Bond market at a standstill ahead of second round of auctions

Friday, 18 December 2015 00:02 -     - {{hitsCtrl.values.hits}}

By Wealth Trust Securities

The secondary bond market was at a complete standstill yesterday ahead of today’s Treasury bond auctions, the second round for the week subsequent to weighted averages spiking at Tuesday’s auctions. The increase in the FED fund rate by 0.25% was seen as a further factor in keeping traders on the sidelines. Two way quotes were seen widening further.dry

Today’s Treasury bond auctions for a total amount of Rs.12 billion will consist of Rs.3 billion each on a 5.00 year maturity of 15.12.2020 and a 14.05 year maturity of 15.05.2030 and Rs.6 billion on a 19.03 year maturity of 15.03.2035. The previous auctions conducted earlier this week fetched weighted averages of 10.36% and 10.86% respectively for the maturities of 01.08.2025 and 15.03.2035 while all bids were rejected for the 15.12.2020. The previously recorded weighted average on the 15.05.2030 maturity was 10.33%. 

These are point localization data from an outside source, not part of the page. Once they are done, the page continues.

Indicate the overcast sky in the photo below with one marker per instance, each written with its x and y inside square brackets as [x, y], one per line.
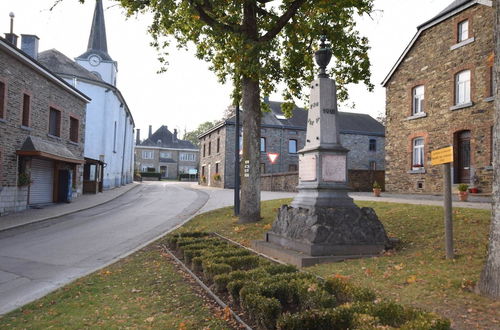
[188, 93]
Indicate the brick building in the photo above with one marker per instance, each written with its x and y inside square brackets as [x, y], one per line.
[162, 152]
[440, 93]
[359, 133]
[42, 125]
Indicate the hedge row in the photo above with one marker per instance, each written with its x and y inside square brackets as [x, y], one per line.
[278, 296]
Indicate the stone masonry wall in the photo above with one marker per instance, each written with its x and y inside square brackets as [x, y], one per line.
[21, 79]
[432, 63]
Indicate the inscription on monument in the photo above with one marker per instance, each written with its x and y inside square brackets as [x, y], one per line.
[334, 168]
[307, 168]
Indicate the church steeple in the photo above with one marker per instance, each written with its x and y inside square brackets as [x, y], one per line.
[97, 40]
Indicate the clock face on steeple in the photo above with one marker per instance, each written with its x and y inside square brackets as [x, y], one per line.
[94, 60]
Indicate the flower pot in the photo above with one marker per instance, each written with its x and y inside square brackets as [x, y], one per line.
[462, 195]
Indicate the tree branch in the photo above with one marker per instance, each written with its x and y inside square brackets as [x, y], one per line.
[209, 20]
[294, 7]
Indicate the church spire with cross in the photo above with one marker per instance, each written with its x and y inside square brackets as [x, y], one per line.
[96, 59]
[97, 40]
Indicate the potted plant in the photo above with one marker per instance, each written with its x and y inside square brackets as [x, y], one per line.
[377, 188]
[462, 192]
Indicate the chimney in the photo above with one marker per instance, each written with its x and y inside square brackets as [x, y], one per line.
[138, 136]
[11, 37]
[29, 45]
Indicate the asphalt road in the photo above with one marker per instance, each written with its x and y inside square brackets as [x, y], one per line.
[40, 258]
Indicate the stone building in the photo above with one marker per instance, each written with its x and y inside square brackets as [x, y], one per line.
[109, 132]
[440, 93]
[163, 152]
[42, 127]
[360, 133]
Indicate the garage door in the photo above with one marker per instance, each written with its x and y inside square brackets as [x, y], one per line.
[42, 175]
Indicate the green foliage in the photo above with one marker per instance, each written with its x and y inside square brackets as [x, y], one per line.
[271, 43]
[192, 136]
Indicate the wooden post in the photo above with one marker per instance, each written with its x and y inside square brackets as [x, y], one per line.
[448, 217]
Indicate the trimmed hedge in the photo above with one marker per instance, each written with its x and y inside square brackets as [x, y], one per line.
[279, 296]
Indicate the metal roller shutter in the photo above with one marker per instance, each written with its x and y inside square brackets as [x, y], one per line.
[42, 175]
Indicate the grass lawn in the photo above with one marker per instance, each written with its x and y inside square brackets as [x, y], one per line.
[145, 290]
[141, 291]
[416, 273]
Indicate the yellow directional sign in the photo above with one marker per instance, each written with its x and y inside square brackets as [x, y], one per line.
[442, 156]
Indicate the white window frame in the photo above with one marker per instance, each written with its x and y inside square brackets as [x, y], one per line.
[463, 87]
[463, 31]
[148, 154]
[418, 97]
[186, 156]
[418, 155]
[290, 144]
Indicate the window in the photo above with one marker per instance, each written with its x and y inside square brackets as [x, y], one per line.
[372, 145]
[26, 110]
[292, 146]
[73, 129]
[55, 122]
[418, 100]
[114, 139]
[463, 31]
[418, 153]
[148, 154]
[187, 156]
[165, 154]
[2, 99]
[462, 87]
[262, 144]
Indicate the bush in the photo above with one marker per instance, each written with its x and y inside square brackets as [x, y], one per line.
[325, 319]
[212, 269]
[263, 310]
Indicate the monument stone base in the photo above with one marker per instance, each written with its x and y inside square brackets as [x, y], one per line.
[324, 234]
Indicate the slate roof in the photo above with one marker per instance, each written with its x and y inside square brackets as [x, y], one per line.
[97, 39]
[450, 10]
[349, 122]
[165, 139]
[61, 64]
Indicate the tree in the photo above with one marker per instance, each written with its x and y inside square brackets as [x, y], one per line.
[192, 136]
[257, 44]
[489, 283]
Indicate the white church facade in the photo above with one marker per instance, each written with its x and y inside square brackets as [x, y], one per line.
[109, 125]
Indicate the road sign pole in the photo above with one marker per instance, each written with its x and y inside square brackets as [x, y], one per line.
[448, 217]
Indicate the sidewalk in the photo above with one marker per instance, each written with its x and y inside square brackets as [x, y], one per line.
[57, 210]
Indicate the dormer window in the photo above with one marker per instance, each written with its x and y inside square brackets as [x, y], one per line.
[463, 31]
[418, 100]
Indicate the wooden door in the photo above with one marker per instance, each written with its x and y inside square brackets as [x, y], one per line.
[463, 157]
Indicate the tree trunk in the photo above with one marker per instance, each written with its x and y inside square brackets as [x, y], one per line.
[250, 185]
[489, 283]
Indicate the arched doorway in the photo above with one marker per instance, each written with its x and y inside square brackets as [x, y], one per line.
[462, 157]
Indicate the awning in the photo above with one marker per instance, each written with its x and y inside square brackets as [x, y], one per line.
[37, 147]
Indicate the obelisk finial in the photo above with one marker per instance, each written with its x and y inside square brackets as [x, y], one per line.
[323, 57]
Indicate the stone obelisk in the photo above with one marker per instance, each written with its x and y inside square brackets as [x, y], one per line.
[323, 224]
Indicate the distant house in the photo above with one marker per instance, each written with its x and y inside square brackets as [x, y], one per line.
[109, 132]
[163, 152]
[42, 125]
[440, 93]
[360, 133]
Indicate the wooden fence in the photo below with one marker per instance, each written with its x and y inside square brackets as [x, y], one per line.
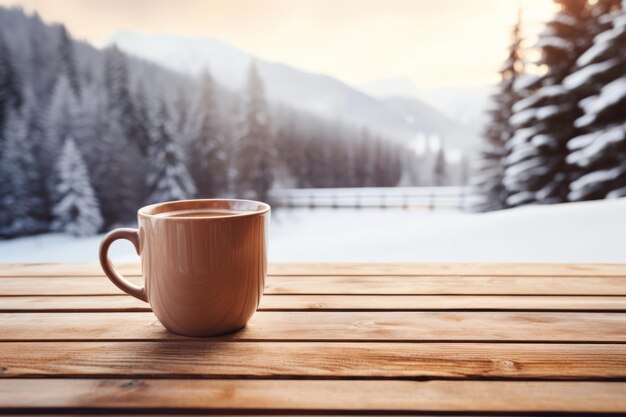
[383, 197]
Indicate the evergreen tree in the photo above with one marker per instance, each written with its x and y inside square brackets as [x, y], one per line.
[440, 173]
[68, 61]
[255, 153]
[126, 133]
[10, 86]
[59, 124]
[489, 190]
[599, 153]
[168, 178]
[76, 210]
[209, 153]
[21, 199]
[536, 170]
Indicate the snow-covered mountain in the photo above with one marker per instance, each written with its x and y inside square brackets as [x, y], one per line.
[466, 105]
[319, 94]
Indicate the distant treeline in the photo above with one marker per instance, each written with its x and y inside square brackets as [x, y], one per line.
[89, 136]
[558, 125]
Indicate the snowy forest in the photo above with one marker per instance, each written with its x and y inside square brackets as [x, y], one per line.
[558, 124]
[88, 136]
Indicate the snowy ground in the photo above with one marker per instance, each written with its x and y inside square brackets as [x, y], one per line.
[580, 232]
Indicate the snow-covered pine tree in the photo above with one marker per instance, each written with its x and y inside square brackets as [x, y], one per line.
[121, 104]
[97, 139]
[67, 60]
[440, 173]
[76, 210]
[126, 139]
[599, 153]
[489, 192]
[168, 178]
[536, 170]
[10, 85]
[21, 198]
[59, 124]
[209, 153]
[255, 147]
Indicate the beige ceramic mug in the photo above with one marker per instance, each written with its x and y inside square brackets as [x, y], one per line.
[204, 263]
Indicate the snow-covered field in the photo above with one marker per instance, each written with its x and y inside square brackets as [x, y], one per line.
[579, 232]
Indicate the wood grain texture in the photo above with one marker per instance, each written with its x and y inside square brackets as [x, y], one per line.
[360, 269]
[204, 359]
[327, 396]
[329, 285]
[328, 326]
[270, 302]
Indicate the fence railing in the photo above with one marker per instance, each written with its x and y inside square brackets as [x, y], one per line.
[383, 197]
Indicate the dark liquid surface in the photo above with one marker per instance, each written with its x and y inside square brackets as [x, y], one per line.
[197, 214]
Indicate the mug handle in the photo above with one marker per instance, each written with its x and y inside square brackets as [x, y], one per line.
[109, 270]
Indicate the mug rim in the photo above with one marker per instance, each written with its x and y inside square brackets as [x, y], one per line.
[265, 208]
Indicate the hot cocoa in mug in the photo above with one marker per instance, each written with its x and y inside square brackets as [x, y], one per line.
[204, 263]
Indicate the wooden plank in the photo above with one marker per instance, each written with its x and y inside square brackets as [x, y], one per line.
[328, 395]
[428, 269]
[269, 302]
[442, 285]
[329, 326]
[377, 285]
[214, 359]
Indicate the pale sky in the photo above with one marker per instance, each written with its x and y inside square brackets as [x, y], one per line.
[432, 42]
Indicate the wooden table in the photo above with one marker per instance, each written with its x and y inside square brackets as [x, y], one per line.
[328, 339]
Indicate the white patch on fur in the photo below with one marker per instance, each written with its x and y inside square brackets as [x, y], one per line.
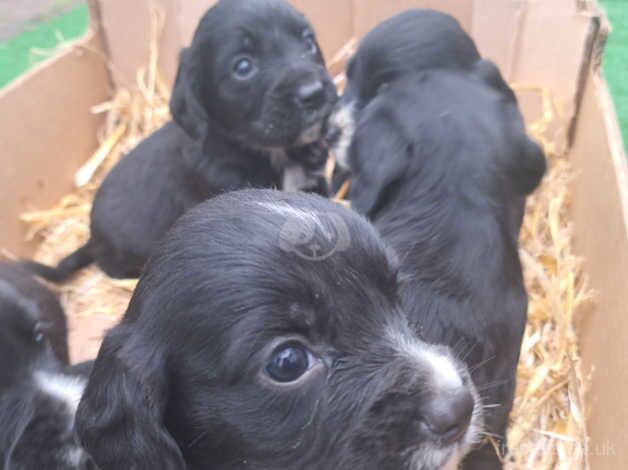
[278, 158]
[445, 375]
[286, 210]
[343, 120]
[310, 135]
[65, 388]
[75, 457]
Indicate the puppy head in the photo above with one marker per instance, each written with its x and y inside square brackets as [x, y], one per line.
[251, 342]
[447, 135]
[254, 72]
[411, 41]
[23, 337]
[19, 288]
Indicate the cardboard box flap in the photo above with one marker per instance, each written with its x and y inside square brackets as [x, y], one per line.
[47, 131]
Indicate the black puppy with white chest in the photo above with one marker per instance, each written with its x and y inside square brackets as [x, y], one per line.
[38, 392]
[441, 164]
[250, 99]
[266, 333]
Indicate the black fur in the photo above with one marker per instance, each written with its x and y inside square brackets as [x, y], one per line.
[20, 292]
[182, 381]
[37, 430]
[227, 133]
[441, 164]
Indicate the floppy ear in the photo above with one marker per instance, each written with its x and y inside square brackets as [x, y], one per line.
[186, 105]
[379, 157]
[119, 420]
[489, 73]
[528, 167]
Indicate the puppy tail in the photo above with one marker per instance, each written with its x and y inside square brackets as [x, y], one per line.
[80, 259]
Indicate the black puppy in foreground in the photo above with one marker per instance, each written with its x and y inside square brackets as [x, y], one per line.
[441, 164]
[38, 393]
[266, 333]
[250, 99]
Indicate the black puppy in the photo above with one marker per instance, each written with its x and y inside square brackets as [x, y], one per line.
[441, 164]
[249, 102]
[409, 42]
[38, 394]
[266, 333]
[19, 291]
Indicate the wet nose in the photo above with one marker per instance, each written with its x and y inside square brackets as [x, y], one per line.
[311, 94]
[447, 416]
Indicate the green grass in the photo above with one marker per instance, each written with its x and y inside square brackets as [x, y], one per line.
[616, 60]
[21, 52]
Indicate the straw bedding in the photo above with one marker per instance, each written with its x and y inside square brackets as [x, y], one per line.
[548, 420]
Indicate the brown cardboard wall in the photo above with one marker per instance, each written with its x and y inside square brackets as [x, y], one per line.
[47, 131]
[601, 237]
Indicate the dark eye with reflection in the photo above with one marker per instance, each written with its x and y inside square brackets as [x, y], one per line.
[382, 88]
[39, 333]
[243, 68]
[289, 362]
[310, 43]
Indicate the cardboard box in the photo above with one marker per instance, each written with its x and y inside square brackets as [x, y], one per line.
[47, 131]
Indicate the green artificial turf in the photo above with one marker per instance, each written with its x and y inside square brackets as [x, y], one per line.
[21, 52]
[616, 60]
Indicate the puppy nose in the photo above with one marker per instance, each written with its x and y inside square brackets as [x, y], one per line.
[311, 94]
[447, 416]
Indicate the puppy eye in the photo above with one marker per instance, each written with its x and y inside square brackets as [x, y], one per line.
[289, 362]
[243, 68]
[39, 332]
[382, 88]
[310, 43]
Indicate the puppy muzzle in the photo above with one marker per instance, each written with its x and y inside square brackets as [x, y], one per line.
[432, 409]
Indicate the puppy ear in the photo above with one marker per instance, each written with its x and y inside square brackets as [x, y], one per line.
[489, 73]
[186, 105]
[379, 157]
[119, 420]
[528, 167]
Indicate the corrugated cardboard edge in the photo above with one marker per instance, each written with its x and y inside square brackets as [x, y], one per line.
[47, 130]
[600, 214]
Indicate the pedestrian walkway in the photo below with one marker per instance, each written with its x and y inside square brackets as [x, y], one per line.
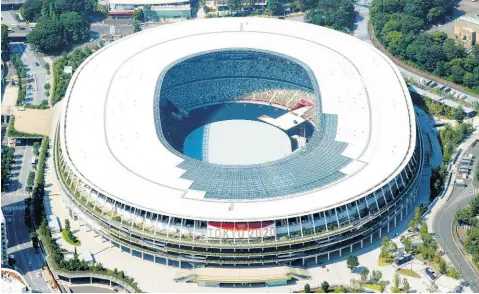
[18, 193]
[469, 192]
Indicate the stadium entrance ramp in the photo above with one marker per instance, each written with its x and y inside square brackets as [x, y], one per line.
[214, 277]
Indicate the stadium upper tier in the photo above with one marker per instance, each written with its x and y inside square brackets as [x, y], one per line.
[111, 140]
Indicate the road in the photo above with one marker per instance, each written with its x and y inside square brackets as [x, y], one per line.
[360, 31]
[35, 88]
[28, 262]
[21, 167]
[443, 224]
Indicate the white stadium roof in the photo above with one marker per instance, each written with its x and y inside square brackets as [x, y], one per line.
[108, 128]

Meanwhile in money markets yesterday, the upward trend continued as the OMO department of Central Bank was seen draining out an amount of Rs.20.00 billion on an overnight basis at a weighted average rate of 6.13% against its previous day’s average of 6.09%. This intern saw overnight call money and repo rates increase further to 6.39% and 6.14% despite surplus liquidity remaining high at Rs.66.09 billion.

Rupee appreciates marginally 

The USD/LKR rate on spot contracts appreciated marginally yesterday to close the day at Rs.143.50/55 against its previous day’s closing level of Rs.143.65/85. The total USD/LKR traded volume for the 16th of December 2015 was US $ 57.68 million. 

Some of the forward USD/LKR rates that prevailed in the market were 1 Month - 144.05/25; 3 Months - 145.05/25 and 6 Months -146.30/50.